Hometown Glory
Don't disrespect the number: Why it's great that Houston is still No. 4
Sad, pathetic number four. If Houston was in the Olympics, it wouldn't get a medal or a trip to the podium. If we were a network, we'd be airing The Jay Leno Show. If Houston was a Baldwin, it would be Stephen.
Ouch.
Despite much anticipation and 14 percent population growth since 2000, the latest estimates show Houston has failed to overtake Chicago as the third most populous city in the country.
But if one is the loneliest number and bad things come in threes, maybe it's better to just sit back and enjoy being near (but not at) the top.
After all, four is a mystically significant figure.
According to numerology, as a four Houston is serious, honest, responsible, practical, a hard worker, and capable of creating systems and order. (We'll agree with all but that last bit.)

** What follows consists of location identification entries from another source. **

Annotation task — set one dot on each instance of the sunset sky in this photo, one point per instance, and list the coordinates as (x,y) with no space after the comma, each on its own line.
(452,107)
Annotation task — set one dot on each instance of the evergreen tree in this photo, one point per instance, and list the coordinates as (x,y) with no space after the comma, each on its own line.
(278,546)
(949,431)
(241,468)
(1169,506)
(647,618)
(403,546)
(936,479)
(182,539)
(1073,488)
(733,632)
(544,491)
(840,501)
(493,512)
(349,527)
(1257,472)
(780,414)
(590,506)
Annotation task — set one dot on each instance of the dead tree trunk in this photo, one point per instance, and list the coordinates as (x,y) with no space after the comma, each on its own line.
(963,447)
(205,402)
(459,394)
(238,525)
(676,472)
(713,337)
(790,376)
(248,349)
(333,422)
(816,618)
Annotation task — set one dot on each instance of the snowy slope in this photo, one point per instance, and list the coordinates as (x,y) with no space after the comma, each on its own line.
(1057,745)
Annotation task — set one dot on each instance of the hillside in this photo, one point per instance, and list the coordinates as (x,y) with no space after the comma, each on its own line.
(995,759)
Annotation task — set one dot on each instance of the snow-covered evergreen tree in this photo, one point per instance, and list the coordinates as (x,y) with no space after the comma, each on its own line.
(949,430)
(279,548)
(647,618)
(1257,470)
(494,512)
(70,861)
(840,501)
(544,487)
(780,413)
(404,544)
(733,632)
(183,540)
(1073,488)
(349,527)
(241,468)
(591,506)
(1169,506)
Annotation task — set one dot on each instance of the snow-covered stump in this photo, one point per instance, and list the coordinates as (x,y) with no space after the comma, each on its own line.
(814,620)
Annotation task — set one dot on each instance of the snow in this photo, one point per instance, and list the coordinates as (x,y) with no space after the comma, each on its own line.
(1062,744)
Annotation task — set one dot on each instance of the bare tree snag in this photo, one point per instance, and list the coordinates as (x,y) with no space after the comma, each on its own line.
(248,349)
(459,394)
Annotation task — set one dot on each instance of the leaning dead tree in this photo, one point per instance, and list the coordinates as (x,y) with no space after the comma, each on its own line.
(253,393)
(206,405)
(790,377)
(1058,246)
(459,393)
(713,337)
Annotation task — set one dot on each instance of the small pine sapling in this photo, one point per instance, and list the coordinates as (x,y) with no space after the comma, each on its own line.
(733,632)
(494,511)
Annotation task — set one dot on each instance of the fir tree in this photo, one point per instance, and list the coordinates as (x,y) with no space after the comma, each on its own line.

There are four seasons, four essential elements, four noble truths in Buddhism, four horsemen of the Apocalypse, four rivers in the Garden of Eden, four states of matter and four dimensions of space-time.
Comics have the Fantastic Four, The Beatles were the Fab Four, and great numbers of the population are currently standing in line to own an iPhone 4. Four rules.
Don't believe us? Throw a barbecue on the Third of July and see if anyone comes. They won't. Because regardless of when the Declaration of Independence was signed (that would be July 2, 1776, to be exact) this is a nation that lives to love the Fourth.
As as the perennial No. 4 city, we love it too.